Question

From the figure, what is the value of x?

• A. \( 50^\circ \)
• B. \( 120^\circ \)
• C. \( 60^\circ \)
• D. \( 70^\circ \)

Hint:

\textbf{Exterior Angle Theorem.} The Exterior Angle Theorem is a fundamental concept in geometry related to triangles. It states that the measure of an exterior angle of a triangle is equal to the sum of the measures of the two nonadjacent interior angles.

Answer 1

The Correct Option is D

In the given figure, we have a triangle ABC. The angle at vertex A is given as \( 50^\circ \).

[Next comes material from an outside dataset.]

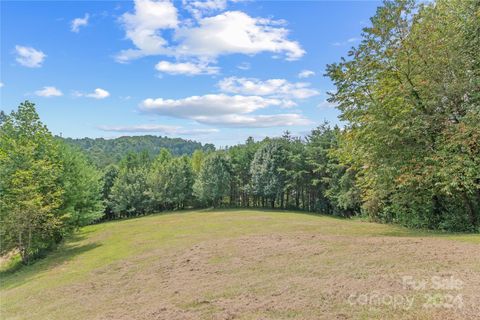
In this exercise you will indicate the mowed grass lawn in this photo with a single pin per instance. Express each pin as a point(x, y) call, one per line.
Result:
point(246, 264)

The exterior angle at vertex C, \( \angle ACD \), is given as \( 120^\circ \). We need to find the value of the interior angle at vertex B, which is labeled as \( x \). According to the Exterior Angle Theorem, the exterior angle of a triangle is equal to the sum of the two opposite interior angles. In triangle ABC, the exterior angle at C (\( \angle ACD \)) is equal to the sum of the interior angles at A (\( \angle BAC \)) and B (\( \angle ABC \)). So, we have: $$ \angle ACD = \angle BAC + \angle ABC $$ Substituting the given values: $$ 120^\circ = 50^\circ + x $$ To find the value of \( x \), we can rearrange the equation: $$ x = 120^\circ - 50^\circ $$ $$ x = 70^\circ $$ Therefore, the value of \( x \) is \( 70^\circ \).